In 1917, the Grant Lumber Company caught fire and the ensuing blaze consumed about half of the business district. Much of the town was never rebuilt. The easiest way to get to Harrison was by water. The OWR&N Company which absorbed the OR&N railroad, constructed a 600 passenger steamer called “The Harrison” for transportation. There were several other steamers such as the Georgie Oakes that carried passengers and freight making the depot a popular place for area children. Passenger service was discontinued in the early 1920’s but they continued to haul freight until 1932 when the line was abandoned.
Many early day photos are on display a the Crane Historical Society Museum along with a lot of information about Harrison.

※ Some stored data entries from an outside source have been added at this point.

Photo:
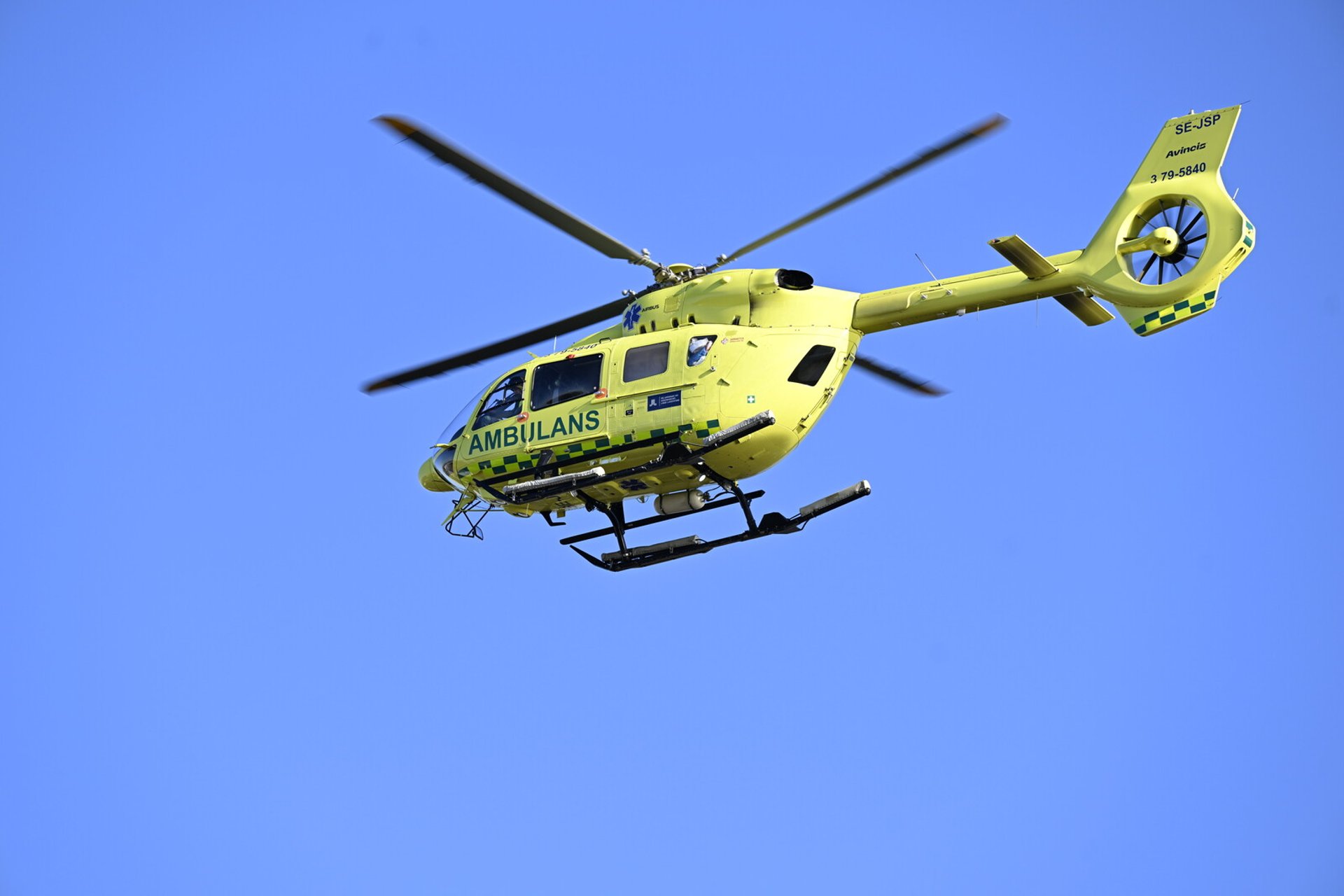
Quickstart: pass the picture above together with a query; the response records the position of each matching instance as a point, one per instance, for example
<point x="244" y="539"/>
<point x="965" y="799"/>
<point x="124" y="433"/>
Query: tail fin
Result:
<point x="1175" y="232"/>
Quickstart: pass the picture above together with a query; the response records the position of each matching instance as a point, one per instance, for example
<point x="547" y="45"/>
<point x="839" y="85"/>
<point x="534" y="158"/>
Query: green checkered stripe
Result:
<point x="1180" y="311"/>
<point x="575" y="450"/>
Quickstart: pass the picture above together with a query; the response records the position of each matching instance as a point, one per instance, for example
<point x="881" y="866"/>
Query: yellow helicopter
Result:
<point x="713" y="375"/>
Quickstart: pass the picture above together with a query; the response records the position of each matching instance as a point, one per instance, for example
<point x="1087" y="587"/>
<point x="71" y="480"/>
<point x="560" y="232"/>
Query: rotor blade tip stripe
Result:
<point x="397" y="124"/>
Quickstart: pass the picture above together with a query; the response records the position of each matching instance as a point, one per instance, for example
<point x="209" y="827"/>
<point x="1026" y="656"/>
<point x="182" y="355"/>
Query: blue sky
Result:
<point x="1086" y="636"/>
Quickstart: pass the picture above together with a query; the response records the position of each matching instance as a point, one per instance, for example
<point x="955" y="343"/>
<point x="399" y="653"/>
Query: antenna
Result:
<point x="926" y="267"/>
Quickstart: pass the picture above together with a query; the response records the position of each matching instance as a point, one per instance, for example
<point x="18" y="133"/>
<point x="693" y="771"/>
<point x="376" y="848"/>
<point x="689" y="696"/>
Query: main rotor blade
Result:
<point x="899" y="378"/>
<point x="512" y="191"/>
<point x="510" y="344"/>
<point x="881" y="181"/>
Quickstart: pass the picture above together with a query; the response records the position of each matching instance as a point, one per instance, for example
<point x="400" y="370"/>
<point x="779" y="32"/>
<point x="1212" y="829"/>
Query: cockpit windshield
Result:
<point x="458" y="424"/>
<point x="503" y="400"/>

Community spirit continues today with the Old Time Picnic, which is always held the last weekend in July.
“The Trail of the Coeur d’Alenes” is a welcome addition to the Harrison area. The Trail is 72 miles of easy riding and runs from Plummer to Mullan. If you have time, bring your bike (or rent one) and see for yourself.
Harrison is now mostly a tourist and vacation destination. The current population was 217 at the 2017 census.